Starts a worker node that connects to the metadata database and processes distributed dump tasks. The worker polls for available jobs and executes them. Multiple workers can run in parallel to process different portions of data extraction jobs. The node-id must be unique across all running workers. Workers require access to the metadata database configured in the config file and run continuously until terminated.

Options

--node-id
string
required
The unique identifier for this worker node. Used to track worker status and job assignments in the distributed system.Can also be set via the AMP_NODE_ID environment variable.

Worker Coordination

Workers operate in a coordination loop:
  1. Register with metadata database using node ID
  2. Maintain heartbeat every 1 second
  3. Listen for job notifications via PostgreSQL LISTEN/NOTIFY
  4. Execute assigned extraction jobs
  5. Write Parquet files to configured storage
  6. Update job status in database
MechanismDescription
Heartbeat1-second interval health signal
LISTEN/NOTIFYPostgreSQL-based job notifications
State Reconciliation60-second periodic state sync
Graceful ResumeJobs resume on worker restart

Configuration

Worker settings inherit from the main ampd configuration file. The metadata database URL must be configured:
[metadata_db]
url = "postgresql://user:password@localhost/amp"

Environment Variables

# Worker-specific
export AMP_NODE_ID="worker-01"

# Database connection
export AMP_CONFIG_METADATA_DB_URL="postgresql://localhost/amp"

Directory Configuration

ampd worker requires --config (or AMP_CONFIG) to be provided, and --node-id is mandatory. Default data, providers, and manifests directory paths are resolved relative to the config file’s parent directory only when the config file does not specify those paths. When the config file specifies data_dir, providers_dir, or manifests_dir, those values are used directly.
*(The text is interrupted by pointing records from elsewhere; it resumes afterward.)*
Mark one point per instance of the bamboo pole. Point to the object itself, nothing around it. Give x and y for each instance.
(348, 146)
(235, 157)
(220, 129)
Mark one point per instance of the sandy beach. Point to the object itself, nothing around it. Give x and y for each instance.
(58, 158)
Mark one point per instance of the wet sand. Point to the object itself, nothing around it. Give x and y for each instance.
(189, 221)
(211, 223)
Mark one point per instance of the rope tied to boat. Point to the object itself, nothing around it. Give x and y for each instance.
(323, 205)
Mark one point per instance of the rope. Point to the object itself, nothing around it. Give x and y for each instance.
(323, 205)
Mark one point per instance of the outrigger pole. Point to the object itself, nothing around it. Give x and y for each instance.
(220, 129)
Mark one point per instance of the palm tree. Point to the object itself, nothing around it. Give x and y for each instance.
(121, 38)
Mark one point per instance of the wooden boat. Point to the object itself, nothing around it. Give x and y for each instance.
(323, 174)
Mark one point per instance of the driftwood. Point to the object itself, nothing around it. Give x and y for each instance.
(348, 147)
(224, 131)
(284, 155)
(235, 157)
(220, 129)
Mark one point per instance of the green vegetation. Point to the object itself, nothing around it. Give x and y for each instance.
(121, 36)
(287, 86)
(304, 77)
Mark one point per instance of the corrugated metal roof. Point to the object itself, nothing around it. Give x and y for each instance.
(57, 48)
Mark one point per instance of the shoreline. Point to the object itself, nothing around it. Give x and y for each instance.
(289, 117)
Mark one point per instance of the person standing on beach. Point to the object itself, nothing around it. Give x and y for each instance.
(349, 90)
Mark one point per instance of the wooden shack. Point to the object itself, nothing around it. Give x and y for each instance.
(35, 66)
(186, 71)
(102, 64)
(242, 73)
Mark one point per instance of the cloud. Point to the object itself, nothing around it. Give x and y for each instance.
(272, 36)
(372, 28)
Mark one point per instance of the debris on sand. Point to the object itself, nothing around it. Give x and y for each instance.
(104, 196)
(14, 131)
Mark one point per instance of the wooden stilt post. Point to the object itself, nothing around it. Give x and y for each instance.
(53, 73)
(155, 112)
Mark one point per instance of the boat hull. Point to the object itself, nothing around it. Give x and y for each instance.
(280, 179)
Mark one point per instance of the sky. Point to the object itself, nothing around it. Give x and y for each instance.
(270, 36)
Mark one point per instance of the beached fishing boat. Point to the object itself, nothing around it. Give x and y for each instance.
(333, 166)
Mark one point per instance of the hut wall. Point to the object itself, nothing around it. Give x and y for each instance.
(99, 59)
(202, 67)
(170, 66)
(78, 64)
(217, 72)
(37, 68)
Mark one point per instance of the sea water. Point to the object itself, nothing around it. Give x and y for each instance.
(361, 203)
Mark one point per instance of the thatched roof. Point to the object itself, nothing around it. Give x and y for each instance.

This command does not create directories itself; it relies on the configured paths and any downstream components to create or validate storage locations as needed.

Examples

Single Worker

ampd --config config.toml worker --node-id worker-01
Starts a worker with unique node ID worker-01.

Multiple Workers (Parallel Processing)

# Terminal 1
ampd --config config.toml worker --node-id worker-01 &

# Terminal 2
ampd --config config.toml worker --node-id worker-02 &

# Terminal 3
ampd --config config.toml worker --node-id worker-03 &
Runs three workers in parallel for distributed processing.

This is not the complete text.